Famed investor Jim Rogers doesn’t think the bull run in commodities is anywhere close to running out of steam.

In a television interview Thursday, Rogers, who co-founded the Quantum Fund alongside George Soros, said that in his view the current inflationary environment sets the stage for further gains in the commodity complex.

“Commodities were a disaster for a long time… oil is down 50 per cent from its all-time highs, silver is down 50 per cent from its all-time high – there’s no bubble in commodities,” he said. “There may be a bubble forming in technology, but there’s no bubble in commodities. They’re still very, very depressed.”

A whole host of commodities, including copper, iron ore and grains, are trading near multi-year highs amid concerns over inflation during the reopening phase of the global economy. Copper in particular has benefitted from those inflationary fears combined with the gradual electrification of the global auto fleet, in which the metal is a key component.

While those more industrial commodities have surged, precious metals have by and large languished through the start of 2021 after a strong showing in the early days of the pandemic. In spite of that underperformance, Rogers is constructive on the long-term outlook for the metals, but said he would wait for a further dip in gold before adding to his positions.

“I am now waiting.

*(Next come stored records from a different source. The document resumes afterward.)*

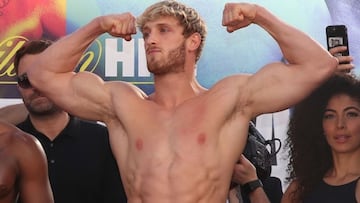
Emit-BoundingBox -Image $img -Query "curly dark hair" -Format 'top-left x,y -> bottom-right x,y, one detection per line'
286,74 -> 360,200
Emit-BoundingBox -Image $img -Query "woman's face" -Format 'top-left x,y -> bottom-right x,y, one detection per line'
323,94 -> 360,153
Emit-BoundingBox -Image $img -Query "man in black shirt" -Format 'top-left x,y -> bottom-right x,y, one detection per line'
4,40 -> 126,203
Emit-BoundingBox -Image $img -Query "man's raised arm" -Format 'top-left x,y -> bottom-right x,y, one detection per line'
223,3 -> 338,117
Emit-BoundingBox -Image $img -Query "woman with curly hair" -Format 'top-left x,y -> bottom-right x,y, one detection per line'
282,74 -> 360,203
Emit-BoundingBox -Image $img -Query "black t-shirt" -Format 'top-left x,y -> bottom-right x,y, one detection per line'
17,116 -> 127,203
304,179 -> 358,203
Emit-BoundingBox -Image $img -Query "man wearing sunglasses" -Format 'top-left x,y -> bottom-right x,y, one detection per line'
8,40 -> 127,203
23,0 -> 338,203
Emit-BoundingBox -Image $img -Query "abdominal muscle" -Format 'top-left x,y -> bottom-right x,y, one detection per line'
125,146 -> 229,203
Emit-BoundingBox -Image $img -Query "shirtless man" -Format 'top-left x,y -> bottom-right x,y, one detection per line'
0,121 -> 54,203
22,1 -> 338,203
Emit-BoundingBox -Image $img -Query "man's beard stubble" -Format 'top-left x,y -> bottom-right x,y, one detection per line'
24,97 -> 60,116
147,42 -> 185,75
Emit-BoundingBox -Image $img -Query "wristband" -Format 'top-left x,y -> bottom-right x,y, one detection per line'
241,179 -> 263,195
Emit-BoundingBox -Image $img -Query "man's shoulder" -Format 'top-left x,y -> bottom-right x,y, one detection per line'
74,117 -> 107,134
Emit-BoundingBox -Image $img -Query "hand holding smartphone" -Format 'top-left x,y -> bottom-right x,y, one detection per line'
326,25 -> 349,56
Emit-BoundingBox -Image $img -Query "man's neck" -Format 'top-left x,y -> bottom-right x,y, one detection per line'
30,111 -> 70,140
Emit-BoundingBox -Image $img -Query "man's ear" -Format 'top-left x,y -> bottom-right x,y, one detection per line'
188,32 -> 201,51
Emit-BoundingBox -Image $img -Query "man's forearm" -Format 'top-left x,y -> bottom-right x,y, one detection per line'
254,6 -> 331,64
35,17 -> 104,73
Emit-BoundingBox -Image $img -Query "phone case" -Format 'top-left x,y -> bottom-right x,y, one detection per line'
326,25 -> 349,56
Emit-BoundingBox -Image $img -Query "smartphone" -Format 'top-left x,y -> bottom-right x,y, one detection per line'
326,25 -> 349,56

I want to buy more gold, I want to buy more silver, but I am waiting for a further correction before I do either,” he said. “It may take a month, it may take a year before I buy again.”

Though he’s taking a patient approach, Rogers said silver remains his highest-conviction investment idea over the next five years.

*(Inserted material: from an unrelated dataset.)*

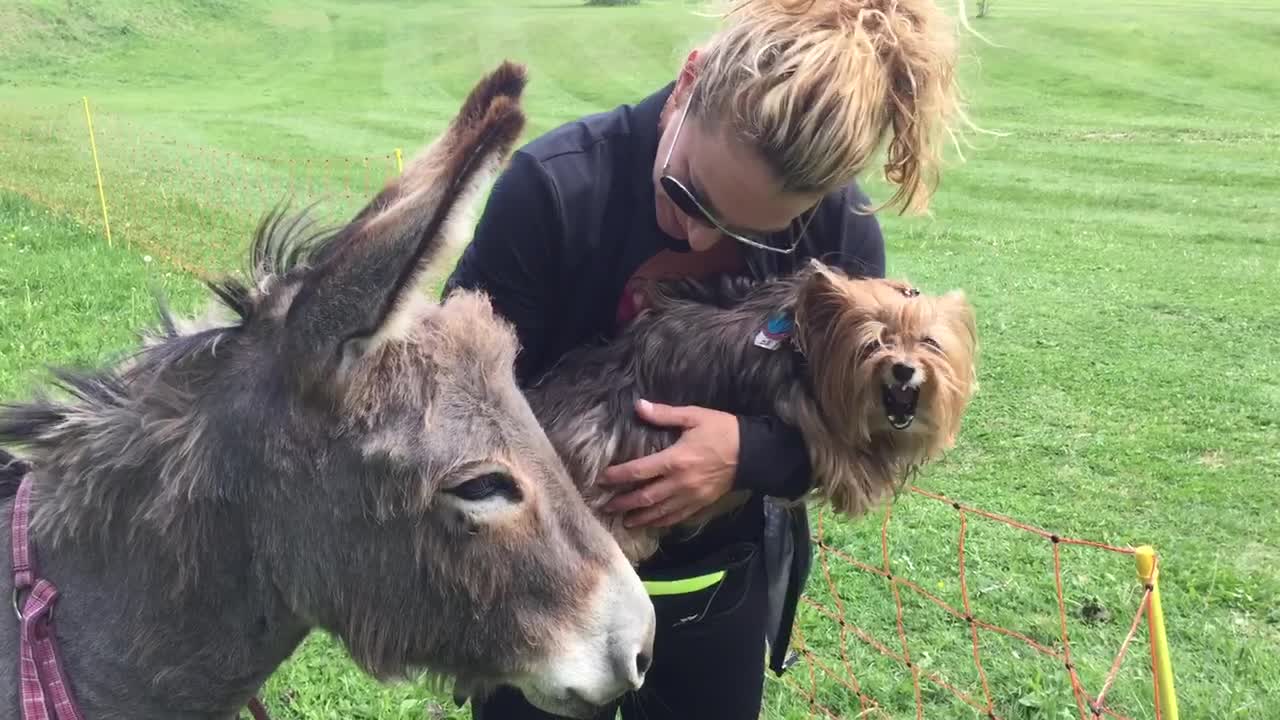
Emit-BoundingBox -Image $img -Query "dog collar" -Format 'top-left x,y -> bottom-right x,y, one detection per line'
751,310 -> 795,350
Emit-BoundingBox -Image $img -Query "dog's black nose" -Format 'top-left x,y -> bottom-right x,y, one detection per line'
893,363 -> 915,383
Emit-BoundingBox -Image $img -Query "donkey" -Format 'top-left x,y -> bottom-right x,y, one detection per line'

“Silver’s down 50 per cent from its all-time high, stocks will certainly have a big bear market sometime in the next five years, bonds are in a bubble, I certainly wouldn’t buy bonds for five years,” he said. “If I had to put my money aside for five years and couldn’t touch it, it would be in silver.”

Given his bullish stance on the commodities complex, Rogers said he expects resource-rich economies like Canada’s will outperform over the next five years.

“Natural resources-based economies are going to have a much better five or 10 years than they have in the past five or 10 years – you’ve got everything the world needs,” he said. “The wind is going to be at your back for the next five years. Your economy is going to be much better than the U.S. economy.”